Language is powerful. What we say and how we say it can have a big impact on the people we are speaking to – often much more than we realise. This can be particularly true for people who have gone through trauma at some point in their lives. Trauma sensitive language is part of trauma-informed care, which is an important part of the way many health (particularly mental health), family and community services now work with clients and patients.

Some of our projects require a keen understanding and application of trauma sensitive language. We believe information regarding this type of language is important for people to learn about and share.

What is trauma?

Trauma results from an event, or series of events or circumstances, that a person finds overwhelming or life-changing. The event can affect their psychological development or wellbeing. Individual trauma includes things like abuse, domestic violence, experiences of war and other types of violence.

Trauma can also be intergenerational or historical and collective: “Cumulative emotional and psychological wounding, over the lifespan and across generations, emanating from massive group trauma experiences.” (Maria Yellow Horse Brave Heart, 2003). Examples of intergenerational or historical trauma include colonisation and the Stolen Generations.
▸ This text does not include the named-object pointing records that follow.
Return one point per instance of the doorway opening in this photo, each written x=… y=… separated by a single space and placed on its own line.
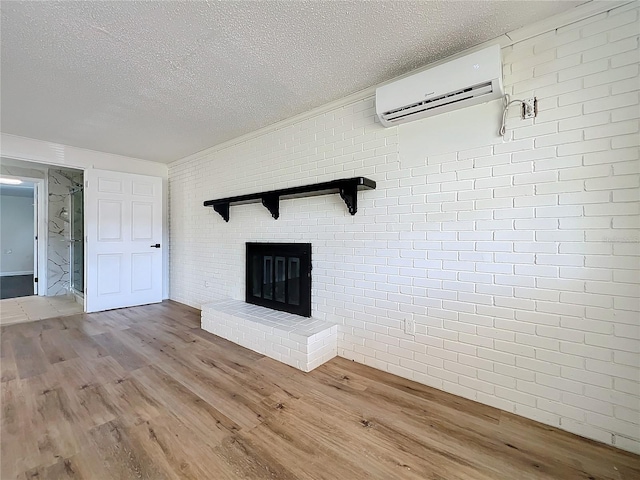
x=18 y=219
x=56 y=231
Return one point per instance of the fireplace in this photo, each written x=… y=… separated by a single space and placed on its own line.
x=278 y=276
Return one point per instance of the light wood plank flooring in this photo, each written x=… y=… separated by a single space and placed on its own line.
x=143 y=393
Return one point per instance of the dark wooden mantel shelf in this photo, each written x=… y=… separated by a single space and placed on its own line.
x=346 y=187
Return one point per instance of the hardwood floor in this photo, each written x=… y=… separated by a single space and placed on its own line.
x=144 y=393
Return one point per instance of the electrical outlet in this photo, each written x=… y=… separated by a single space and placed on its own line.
x=529 y=108
x=409 y=326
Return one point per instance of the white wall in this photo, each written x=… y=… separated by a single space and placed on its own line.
x=16 y=235
x=517 y=258
x=38 y=151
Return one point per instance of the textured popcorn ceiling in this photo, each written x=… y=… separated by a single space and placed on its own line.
x=162 y=80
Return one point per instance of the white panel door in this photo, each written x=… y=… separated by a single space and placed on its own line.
x=123 y=225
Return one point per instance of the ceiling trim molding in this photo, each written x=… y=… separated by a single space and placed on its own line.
x=586 y=10
x=15 y=147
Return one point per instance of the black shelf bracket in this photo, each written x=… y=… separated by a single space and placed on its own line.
x=223 y=210
x=349 y=193
x=272 y=203
x=346 y=187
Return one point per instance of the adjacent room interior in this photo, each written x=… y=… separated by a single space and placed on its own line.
x=319 y=240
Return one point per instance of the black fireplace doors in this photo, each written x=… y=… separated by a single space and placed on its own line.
x=278 y=276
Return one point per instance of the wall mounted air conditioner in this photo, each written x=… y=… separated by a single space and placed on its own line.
x=469 y=80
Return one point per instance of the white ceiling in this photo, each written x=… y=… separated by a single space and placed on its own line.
x=162 y=80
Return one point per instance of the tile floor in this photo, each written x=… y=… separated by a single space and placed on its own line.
x=28 y=309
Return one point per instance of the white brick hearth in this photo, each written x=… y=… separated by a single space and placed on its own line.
x=303 y=343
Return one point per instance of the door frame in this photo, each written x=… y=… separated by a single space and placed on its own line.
x=40 y=231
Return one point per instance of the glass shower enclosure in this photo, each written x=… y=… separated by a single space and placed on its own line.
x=77 y=240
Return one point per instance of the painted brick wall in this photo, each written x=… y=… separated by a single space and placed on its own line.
x=518 y=259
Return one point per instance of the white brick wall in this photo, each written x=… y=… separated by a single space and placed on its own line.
x=518 y=260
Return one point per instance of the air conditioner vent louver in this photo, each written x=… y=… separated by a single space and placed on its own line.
x=465 y=81
x=435 y=102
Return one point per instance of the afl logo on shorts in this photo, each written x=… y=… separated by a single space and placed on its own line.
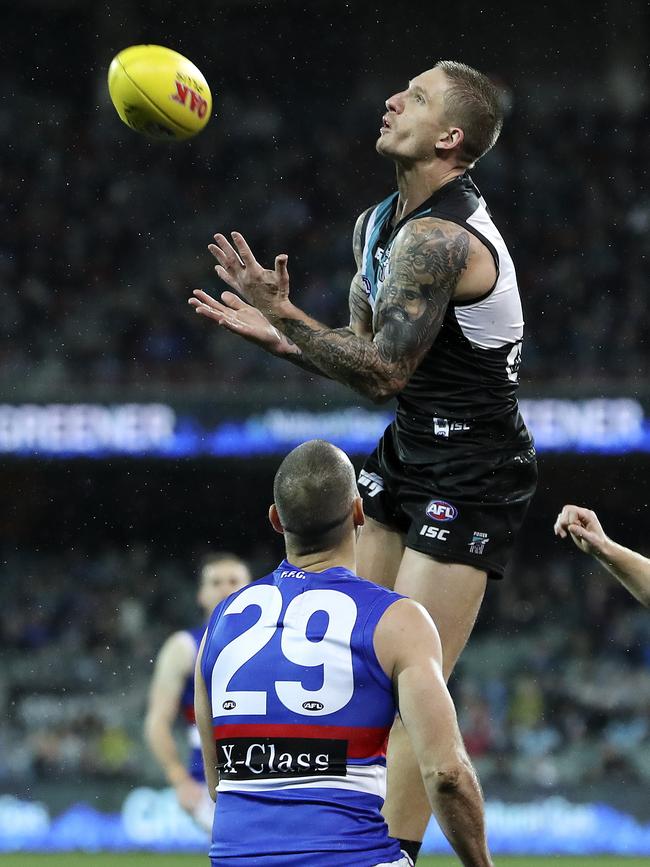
x=439 y=510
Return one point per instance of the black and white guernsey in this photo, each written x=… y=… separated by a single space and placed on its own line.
x=463 y=393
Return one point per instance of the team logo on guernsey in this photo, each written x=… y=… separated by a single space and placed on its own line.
x=478 y=543
x=441 y=510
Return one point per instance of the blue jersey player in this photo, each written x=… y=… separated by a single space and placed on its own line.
x=298 y=680
x=172 y=689
x=436 y=321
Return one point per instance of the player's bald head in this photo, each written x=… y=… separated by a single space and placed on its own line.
x=314 y=490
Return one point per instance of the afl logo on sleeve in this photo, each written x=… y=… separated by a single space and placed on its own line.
x=441 y=510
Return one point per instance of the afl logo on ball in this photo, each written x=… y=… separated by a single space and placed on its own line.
x=439 y=510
What is trauma-informed care?

Trauma-informed care or practice is a framework for how services are delivered. It’s based on knowledge and understanding of how trauma can affect people’s lives. Trauma-informed care means that services are aware and sensitive to a person’s history of trauma and how this might affect their behaviour and the services they need. Without this understanding, services can unintentionally re-traumatise their clients.

Trauma-informed care should involve all staff in an organisation. All staff members are important to a client’s recovery process and need to have skills and sensitivity. Using trauma sensitive language is an important part of trauma-informed care.

Trauma sensitive language

Language matters and words have power. When speaking to someone who has been through trauma, particularly about that trauma, you need to think carefully before you speak and speak with intention. We need to be aware of the words we choose, the tone we use and how we phrase our questions.

When people with post-traumatic stress disorder are faced with trauma-related words, they often have slower response times, showing that these words have more emotional content and that they are delaying the information being processed.

Things to consider when aiming for trauma sensitive language:

  • no labels
  • no judgement
  • no jargon.

Which words to use and avoid will depend on the individual and their situation. A person’s preferred words can also change. You need to speak to individuals and ask what their preference is.

As an example, the word ‘survivor’ is generally preferred to ‘victim’, but in some instances ‘victim’ can be the preferred term. This choice can depend on where, or at what stage, a person is in regard to their trauma.

We all need to be more aware of how other people’s history and situations might affect them and think about how what we say impacts others.